Special to The Japan Times
We are doomed. Are we doomed? December 21,
2012 is 12 days away. The world will end on that day, says the ancient
Mayan calendar. Or does it say that? Whether it does or not (most
experts now agree it does not) other dangers loom — a fatal "galactic
alignment," a mysterious wandering planet on a collision course with
Earth, solar storms, breakaway continents resulting from "pole shift."
Or are these chimeras? Sober science urges calm — in vain. An
apocalyptic mood is upon us (not for the first time in human history),
with millions worldwide fearing the worst — or hoping for the best, for
might not ultimate good, in the form of a better world, ultimately arise
from ultimate catastrophe?
God created the world and saw that it was
good, as the Bible tells us. But it wasn't, as the Bible also tells us.
Soon God wanted to destroy his creation.
He did destroy it.
Not once. Many times.
At least five before humanity was even born.
Scientists recognize five mass extinctions. The first was 430 million
years ago. The last, 65 million years ago, was the one that killed the
dinosaurs.
Eons passed. Humans evolved, or were created.
We didn't turn out well. "The lord was grieved that he had made man on
the earth," says the Biblical book of Genesis. A massive flood would
wash out the stain. Only one man and his immediate family were worthy of
survival.
We owe our own survival to that one righteous
man, Noah. Or to Utnapishtim, his counterpart in an eerily similar
ancient Sumerian myth recorded in "The Epic of Gilgamesh," circa 2700
B.C. Or to Manu, lone survivor of a world-destroying flood described in
the Hindu Vedas, of comparable antiquity.
Floods seem to have been the primal terror of
early humans. Not earthquakes, or predatory beasts, or starvation or
disease. Certainly not, as in our own day, environmental blight and
catastrophic climate change; still less, presumably, arcane calculations
based on ancient cryptic prophetic writings — Biblical, Mayan or
otherwise.
The Sumerian flood story has the gods exasperated
not by mankind's evil but by his obnoxious profusion. There were too
damned many of us. We disturbed the gods' peace. And so, "Errakal (god
of the underworld) tore out the mooring posts of the world. . . . Adad
(god of thunderstorms) flooded the land, he smashed it like a clay pot!"

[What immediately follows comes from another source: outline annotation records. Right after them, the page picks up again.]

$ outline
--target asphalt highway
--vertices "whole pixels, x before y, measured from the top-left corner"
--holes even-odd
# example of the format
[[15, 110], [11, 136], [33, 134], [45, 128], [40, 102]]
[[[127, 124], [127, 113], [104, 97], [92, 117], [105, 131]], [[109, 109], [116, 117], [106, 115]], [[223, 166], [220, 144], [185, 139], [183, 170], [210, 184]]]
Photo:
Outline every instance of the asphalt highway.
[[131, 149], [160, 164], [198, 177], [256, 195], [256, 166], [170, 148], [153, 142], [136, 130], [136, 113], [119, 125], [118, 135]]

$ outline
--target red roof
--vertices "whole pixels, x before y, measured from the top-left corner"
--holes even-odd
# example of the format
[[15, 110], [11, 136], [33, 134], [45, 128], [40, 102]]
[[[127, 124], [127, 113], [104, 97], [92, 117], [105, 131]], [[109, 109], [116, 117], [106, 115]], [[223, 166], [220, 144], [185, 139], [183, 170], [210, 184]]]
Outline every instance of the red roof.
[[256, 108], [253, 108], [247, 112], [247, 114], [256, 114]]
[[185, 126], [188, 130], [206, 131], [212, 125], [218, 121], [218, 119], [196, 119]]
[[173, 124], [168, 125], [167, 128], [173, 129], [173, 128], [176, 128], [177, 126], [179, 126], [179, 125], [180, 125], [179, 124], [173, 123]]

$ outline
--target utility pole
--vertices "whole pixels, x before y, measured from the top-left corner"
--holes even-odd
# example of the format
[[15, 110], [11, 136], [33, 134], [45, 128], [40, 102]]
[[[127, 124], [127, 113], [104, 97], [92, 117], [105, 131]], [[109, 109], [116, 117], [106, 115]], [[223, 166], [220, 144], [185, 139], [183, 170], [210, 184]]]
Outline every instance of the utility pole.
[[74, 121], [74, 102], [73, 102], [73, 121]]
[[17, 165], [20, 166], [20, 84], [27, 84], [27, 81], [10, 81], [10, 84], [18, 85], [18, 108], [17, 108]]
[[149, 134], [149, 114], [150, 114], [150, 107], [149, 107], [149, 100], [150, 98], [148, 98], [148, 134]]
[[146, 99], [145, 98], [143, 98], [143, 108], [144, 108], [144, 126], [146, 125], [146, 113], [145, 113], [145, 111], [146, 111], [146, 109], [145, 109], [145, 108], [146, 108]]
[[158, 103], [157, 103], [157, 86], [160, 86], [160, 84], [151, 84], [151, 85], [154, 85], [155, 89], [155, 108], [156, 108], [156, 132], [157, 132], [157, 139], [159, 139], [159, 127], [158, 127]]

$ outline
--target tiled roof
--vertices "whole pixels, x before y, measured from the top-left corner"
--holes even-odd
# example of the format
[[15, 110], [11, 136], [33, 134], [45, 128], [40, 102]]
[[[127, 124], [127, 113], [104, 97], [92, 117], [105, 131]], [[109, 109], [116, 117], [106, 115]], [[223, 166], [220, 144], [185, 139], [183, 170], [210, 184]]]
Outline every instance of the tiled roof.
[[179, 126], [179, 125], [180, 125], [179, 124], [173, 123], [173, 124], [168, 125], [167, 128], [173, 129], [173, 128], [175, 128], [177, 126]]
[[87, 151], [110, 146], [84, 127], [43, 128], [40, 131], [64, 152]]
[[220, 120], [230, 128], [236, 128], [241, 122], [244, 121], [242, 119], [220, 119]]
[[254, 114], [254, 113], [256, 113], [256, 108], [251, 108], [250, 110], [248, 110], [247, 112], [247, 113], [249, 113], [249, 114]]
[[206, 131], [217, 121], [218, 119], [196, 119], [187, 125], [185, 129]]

Later the gods themselves "became frightened of the deluge, they shrank
back. . . . The gods cowered like dogs. . . . Ishtar (goddess of sex,
love and war) screamed like a woman in childbirth." Never again, the
chastened gods resolved, would they unleash such horror. Next time,
"Instead of bringing on a flood, let the lion rise up to diminish the
human race! . . . Let the wolf rise up to diminish the human race! . . .
Let famine rise up to wreak havoc in the land. . . . Let pestilence
rise up to wreak havoc in the land!"
The Biblical God's withdrawal of his wrath
was more dignified: "God said in his heart, Never again will I curse the
ground because of man, even though every inclination of his heart is
evil from childhood. And never again will I destroy all living
creatures, as I have done."
That sounds like the end of our story. But of course it isn't.
'Now or Never" is a fittingly apocalyptic
title. The book that bears it was written in 2009 by the eminent
Australian climatologist Tim Flannery. He writes, "Our despoliation of
Earth's life support systems seems to mark us as the destroyer of our
own civilization, and as the planetary crisis deepens, it is certain
that no savior will ride across the cosmos to rescue us from ourselves."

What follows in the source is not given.